4-Methylacetophenone
- Names: IUPAC name 1-(4-methylphenyl)ethanone

Identifiers
- CAS Number: 122-00-9;
- 3D model (JSmol): Interactive image;
- ChEBI: CHEBI:178626;
- ChEMBL: ChEMBL271871;
- ChemSpider: 8186;
- ECHA InfoCard: 100.004.105
- EC Number: 204-514-8;
- PubChem CID: 8500;
- UNII: AX66V0KX3Y;
- CompTox Dashboard (EPA): DTXSID9044374 ;

Properties
- Chemical formula: C_{9}H_{10}O
- Molar mass: 134.178 g·mol^{−1}
- Appearance: white or colorless oil
- Density: 1.006 g/cm^{3}
- Melting point: 28 °C (82 °F; 301 K)
- Boiling point: 224 °C (435 °F; 497 K)
- Hazards: GHS labelling:
- Pictograms: GHS07: Exclamation mark
- Signal word: Warning
- Hazard statements: H302, H315
- Precautionary statements: P264, P270, P280, P301+P317, P302+P352, P321, P330, P332+P317, P362+P364, P501

= 4-Methylacetophenone =

4-Methylacetophenone is an organic compound with the formula CH3C6H4C(O)CH3. It is related to acetophenone with a methyl group at the 4-position. Two isomers, 2-methylacetophenone and 3-methylacetophenone, are also known. It is a fragrance of commercial significance.

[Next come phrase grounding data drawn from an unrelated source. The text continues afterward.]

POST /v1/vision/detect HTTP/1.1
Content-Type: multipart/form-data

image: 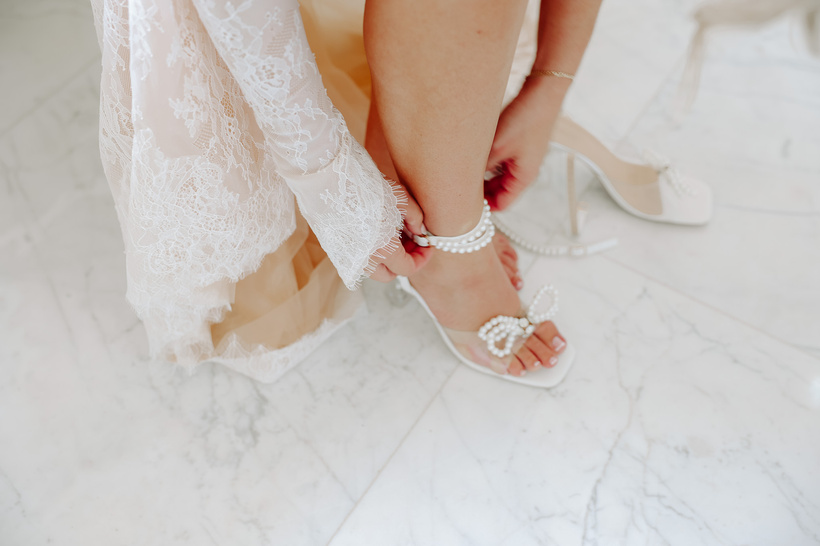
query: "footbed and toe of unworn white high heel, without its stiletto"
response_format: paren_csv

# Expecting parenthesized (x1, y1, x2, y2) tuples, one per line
(551, 116, 713, 225)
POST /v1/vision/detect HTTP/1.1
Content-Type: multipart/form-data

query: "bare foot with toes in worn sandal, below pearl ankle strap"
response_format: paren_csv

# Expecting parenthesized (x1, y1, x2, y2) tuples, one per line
(410, 247, 566, 376)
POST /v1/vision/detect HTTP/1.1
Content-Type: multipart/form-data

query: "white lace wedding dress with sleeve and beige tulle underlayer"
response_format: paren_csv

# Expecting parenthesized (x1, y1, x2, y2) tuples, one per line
(92, 0, 534, 381)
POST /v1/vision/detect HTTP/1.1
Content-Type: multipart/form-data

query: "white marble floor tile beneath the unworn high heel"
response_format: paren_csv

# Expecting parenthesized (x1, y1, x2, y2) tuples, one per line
(607, 14, 820, 355)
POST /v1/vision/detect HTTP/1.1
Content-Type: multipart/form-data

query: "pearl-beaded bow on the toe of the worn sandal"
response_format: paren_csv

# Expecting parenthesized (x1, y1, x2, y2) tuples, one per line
(478, 284, 558, 358)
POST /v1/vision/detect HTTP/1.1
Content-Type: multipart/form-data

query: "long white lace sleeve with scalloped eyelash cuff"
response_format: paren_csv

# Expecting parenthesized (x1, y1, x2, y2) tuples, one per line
(194, 0, 401, 288)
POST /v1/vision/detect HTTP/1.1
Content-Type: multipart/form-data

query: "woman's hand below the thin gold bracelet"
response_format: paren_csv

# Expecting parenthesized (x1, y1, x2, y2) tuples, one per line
(484, 77, 569, 210)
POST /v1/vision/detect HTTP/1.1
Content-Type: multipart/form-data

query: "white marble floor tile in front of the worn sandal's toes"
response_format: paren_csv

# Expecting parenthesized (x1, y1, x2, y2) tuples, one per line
(331, 257, 820, 546)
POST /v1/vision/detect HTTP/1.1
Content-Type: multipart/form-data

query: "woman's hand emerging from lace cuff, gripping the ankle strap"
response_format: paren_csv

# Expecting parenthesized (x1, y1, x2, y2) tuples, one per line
(370, 184, 433, 282)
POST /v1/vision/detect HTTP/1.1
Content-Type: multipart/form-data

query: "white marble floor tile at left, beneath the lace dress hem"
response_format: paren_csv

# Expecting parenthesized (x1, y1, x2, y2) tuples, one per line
(0, 54, 456, 545)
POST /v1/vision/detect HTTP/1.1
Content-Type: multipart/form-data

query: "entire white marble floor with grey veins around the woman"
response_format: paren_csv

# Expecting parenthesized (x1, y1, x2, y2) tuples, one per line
(0, 0, 820, 546)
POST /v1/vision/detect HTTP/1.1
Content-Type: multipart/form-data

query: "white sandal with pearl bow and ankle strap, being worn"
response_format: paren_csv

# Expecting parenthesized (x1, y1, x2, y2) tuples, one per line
(397, 201, 575, 388)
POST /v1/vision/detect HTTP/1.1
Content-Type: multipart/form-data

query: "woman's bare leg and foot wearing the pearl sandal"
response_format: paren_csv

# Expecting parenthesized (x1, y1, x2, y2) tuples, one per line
(364, 0, 563, 375)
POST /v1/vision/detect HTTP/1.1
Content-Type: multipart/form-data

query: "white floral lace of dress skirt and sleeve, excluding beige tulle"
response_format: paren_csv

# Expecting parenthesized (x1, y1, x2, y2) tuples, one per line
(92, 0, 401, 375)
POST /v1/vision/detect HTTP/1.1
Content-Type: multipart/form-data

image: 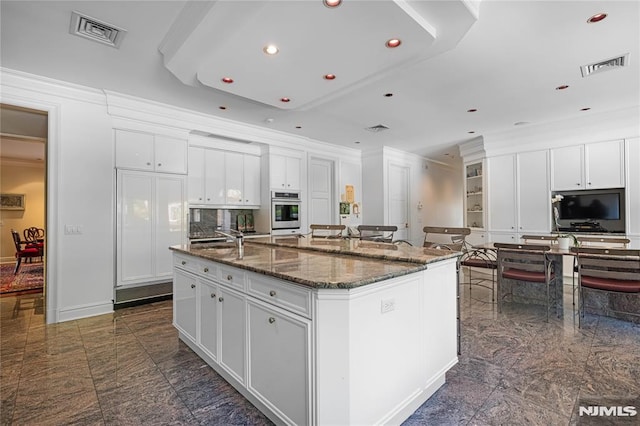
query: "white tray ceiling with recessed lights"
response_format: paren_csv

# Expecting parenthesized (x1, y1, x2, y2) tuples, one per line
(0, 0, 640, 162)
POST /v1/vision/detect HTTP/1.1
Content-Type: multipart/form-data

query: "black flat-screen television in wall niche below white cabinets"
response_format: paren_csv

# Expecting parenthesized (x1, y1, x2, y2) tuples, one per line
(555, 188, 625, 232)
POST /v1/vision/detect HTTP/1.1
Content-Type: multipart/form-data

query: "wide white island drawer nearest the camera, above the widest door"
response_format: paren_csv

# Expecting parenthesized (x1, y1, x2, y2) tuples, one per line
(247, 274, 311, 318)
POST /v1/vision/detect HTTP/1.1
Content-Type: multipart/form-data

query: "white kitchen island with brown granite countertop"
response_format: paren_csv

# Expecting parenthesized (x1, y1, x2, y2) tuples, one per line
(171, 237, 457, 425)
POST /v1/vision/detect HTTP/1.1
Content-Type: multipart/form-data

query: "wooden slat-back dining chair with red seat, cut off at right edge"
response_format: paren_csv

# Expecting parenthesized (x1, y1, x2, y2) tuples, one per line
(572, 247, 640, 327)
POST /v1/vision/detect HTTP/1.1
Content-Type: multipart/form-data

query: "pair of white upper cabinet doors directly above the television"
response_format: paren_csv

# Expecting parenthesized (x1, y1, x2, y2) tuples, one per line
(551, 141, 625, 191)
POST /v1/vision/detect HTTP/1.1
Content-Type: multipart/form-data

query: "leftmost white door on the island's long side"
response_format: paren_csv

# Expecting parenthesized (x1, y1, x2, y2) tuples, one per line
(173, 269, 196, 342)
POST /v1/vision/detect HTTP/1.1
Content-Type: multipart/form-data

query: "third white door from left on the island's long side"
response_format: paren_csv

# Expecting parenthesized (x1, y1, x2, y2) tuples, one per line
(218, 286, 246, 384)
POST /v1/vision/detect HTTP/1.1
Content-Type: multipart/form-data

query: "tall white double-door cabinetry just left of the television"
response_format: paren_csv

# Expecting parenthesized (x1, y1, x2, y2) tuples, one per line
(487, 150, 551, 238)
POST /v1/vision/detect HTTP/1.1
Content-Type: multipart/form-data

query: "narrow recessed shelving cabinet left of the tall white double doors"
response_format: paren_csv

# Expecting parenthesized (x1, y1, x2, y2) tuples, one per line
(464, 161, 486, 229)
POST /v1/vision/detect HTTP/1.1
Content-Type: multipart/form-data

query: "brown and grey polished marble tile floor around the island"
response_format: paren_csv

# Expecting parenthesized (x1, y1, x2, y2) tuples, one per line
(0, 278, 640, 425)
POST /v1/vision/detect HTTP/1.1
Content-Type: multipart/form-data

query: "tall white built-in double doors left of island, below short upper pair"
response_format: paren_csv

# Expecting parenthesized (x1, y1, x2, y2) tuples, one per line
(116, 170, 185, 286)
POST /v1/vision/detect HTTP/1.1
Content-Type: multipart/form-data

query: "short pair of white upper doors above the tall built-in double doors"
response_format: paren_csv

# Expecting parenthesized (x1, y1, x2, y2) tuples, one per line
(115, 129, 187, 174)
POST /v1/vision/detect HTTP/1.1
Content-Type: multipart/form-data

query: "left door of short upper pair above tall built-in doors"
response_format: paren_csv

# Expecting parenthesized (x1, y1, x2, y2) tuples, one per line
(115, 130, 154, 171)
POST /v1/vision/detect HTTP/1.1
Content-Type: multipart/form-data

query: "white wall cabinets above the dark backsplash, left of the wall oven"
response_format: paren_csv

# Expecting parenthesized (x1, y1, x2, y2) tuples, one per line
(189, 146, 260, 208)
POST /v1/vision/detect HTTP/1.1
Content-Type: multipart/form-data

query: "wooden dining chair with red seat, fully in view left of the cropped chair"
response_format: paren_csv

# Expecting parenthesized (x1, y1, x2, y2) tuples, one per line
(494, 243, 554, 322)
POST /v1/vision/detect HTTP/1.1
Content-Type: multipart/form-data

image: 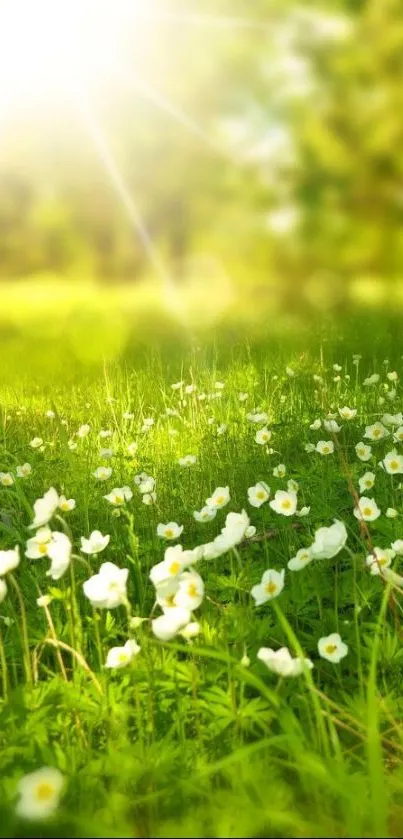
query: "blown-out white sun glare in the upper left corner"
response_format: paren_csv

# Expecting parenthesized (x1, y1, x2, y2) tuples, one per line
(0, 0, 158, 115)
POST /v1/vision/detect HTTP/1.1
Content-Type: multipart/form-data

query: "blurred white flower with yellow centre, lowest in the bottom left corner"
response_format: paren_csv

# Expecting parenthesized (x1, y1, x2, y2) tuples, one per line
(15, 766, 64, 820)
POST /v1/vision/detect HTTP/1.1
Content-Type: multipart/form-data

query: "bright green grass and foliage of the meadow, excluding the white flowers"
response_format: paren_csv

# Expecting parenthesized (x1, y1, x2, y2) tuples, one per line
(0, 304, 403, 837)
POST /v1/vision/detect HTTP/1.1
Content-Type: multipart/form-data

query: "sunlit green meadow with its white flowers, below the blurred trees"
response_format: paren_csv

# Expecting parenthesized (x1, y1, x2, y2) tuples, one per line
(0, 286, 403, 839)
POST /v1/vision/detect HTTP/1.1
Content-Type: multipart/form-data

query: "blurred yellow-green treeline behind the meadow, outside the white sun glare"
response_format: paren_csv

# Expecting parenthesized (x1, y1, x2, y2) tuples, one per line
(0, 0, 403, 303)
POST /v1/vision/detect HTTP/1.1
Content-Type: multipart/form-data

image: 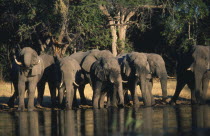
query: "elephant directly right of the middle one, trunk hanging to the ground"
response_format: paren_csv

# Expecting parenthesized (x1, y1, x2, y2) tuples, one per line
(118, 52, 155, 107)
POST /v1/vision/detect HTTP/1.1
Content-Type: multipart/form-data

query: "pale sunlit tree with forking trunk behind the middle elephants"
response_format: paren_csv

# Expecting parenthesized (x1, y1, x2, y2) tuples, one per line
(99, 0, 163, 56)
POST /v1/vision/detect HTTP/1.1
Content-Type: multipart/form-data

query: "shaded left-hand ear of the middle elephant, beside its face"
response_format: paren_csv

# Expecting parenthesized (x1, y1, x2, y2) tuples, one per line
(92, 60, 106, 81)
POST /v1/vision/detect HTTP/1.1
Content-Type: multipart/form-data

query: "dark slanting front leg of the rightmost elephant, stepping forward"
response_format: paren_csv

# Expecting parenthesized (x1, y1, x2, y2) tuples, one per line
(169, 79, 186, 105)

==Synthesis and reactions==
It is prepared by acetylation of toluene.

Oxidation with hot nitric acid followed by potassium permanganate gives terephthalic acid. It undergoes most of the reactions of acetophenone: reduction to the alcohol followed by dehydration gives 4-methylstyrene.

==Occurrence==
4-Methylacetophenone occurs naturally in some woods.